Within hours of the release of a report Wednesday detailing tens of billions of dollars in contracting waste and fraud in Iraq and Afghanistan, both the Pentagon and the White House issued statements welcoming the findings, and offering assurances that progress is being made.
“We commend the Commission for shining a spotlight on waste in contracting, on the need to strengthen the contracting function at agencies, on the value of increasing competition in contracting, and on the importance of holding contractors accountable for their performance,” wrote Dan Gordon, administrator of the Office of Federal Procurement Policy in a blog post Wednesday.
The bipartisan Commission on Wartime Contracting, formed by Congress in 2008, determined in its final report Wednesday that at least $31 billion and as much as $60 billion has been lost in Iraq and Afghanistan over the past decade due to lax oversight of contractors, poor planning, inadequate competition and corruption.

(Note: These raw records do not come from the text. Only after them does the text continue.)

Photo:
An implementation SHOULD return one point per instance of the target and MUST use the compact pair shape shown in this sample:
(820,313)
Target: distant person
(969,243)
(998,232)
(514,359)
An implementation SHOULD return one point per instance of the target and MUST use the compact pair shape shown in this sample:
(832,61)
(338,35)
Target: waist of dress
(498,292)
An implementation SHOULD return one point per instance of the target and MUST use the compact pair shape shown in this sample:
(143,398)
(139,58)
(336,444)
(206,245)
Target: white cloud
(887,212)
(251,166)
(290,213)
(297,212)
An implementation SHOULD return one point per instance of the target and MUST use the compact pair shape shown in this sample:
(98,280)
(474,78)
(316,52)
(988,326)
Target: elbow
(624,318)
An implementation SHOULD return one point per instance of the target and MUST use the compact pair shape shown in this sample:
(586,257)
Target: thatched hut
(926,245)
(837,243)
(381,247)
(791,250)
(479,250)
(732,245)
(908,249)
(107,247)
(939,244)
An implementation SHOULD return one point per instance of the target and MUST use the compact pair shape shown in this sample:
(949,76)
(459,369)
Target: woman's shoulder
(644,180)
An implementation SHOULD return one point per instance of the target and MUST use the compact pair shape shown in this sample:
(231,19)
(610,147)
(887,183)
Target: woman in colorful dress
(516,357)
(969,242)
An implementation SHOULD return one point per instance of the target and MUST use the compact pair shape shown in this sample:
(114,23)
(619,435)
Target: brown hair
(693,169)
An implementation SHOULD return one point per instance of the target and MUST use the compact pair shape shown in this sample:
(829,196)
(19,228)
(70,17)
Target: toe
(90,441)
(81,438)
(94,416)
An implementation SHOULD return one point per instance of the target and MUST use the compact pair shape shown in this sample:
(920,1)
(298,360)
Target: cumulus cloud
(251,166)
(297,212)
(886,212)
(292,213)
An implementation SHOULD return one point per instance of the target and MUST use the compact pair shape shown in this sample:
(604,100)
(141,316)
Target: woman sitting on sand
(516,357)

Col. Dave Lapan, a Pentagon spokesman, said the Defense Department already had begun to improve its contracting processes through increased competition between vendors and greater oversight of contractors, including prosecutions of contractors who engage in fraud.
“We have already implemented a number of steps to improve contingency contracting based on the department’s own analysis, as well as recommendations from the independent reviews of the Government Accountability Office and the inspector general and the commission’s previous publications and interim reports,” Lapan said in a release issued by the Pentagon’s news service Wednesday.

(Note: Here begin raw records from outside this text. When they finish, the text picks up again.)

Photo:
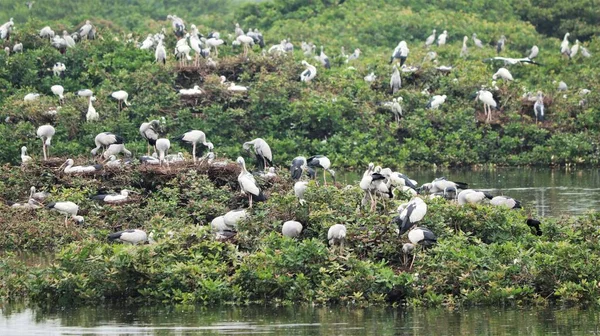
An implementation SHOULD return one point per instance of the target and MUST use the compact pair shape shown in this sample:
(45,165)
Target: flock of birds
(377,183)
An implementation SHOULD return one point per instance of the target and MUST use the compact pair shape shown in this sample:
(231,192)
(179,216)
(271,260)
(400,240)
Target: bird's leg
(194,151)
(413,261)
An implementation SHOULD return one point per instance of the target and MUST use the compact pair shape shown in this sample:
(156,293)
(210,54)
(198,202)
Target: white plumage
(337,235)
(248,183)
(503,73)
(46,132)
(162,146)
(308,74)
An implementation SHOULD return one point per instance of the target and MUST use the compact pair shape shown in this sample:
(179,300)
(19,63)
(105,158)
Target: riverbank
(484,255)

Lapan said DoD has been working since 2009 to rebuild its acquisition workforce and has added 9,000 contracting professionals to agencies such as the Defense Contract Audit Agency and Defense Contract Management Agency. Also, Ashton Carter, DoD’s undersecretary of Defense for acquisition, logistics and technology, recently ordered each of the military services to designate their own senior official in charge of service contracting. The officials will develop and disseminate best practices for service contracting, which is typically not handled by acquisition professionals.
“Our people who contract for services are mostly amateurs, because they’re mostly doing something else as their principal responsibility and services contracting is an ancillary duty,” Carter told the commission in testimony earlier this year. “They’re trying to get something else done, and the services are what help them get their principal job done. And I don’t want to turn them into services procurement experts.”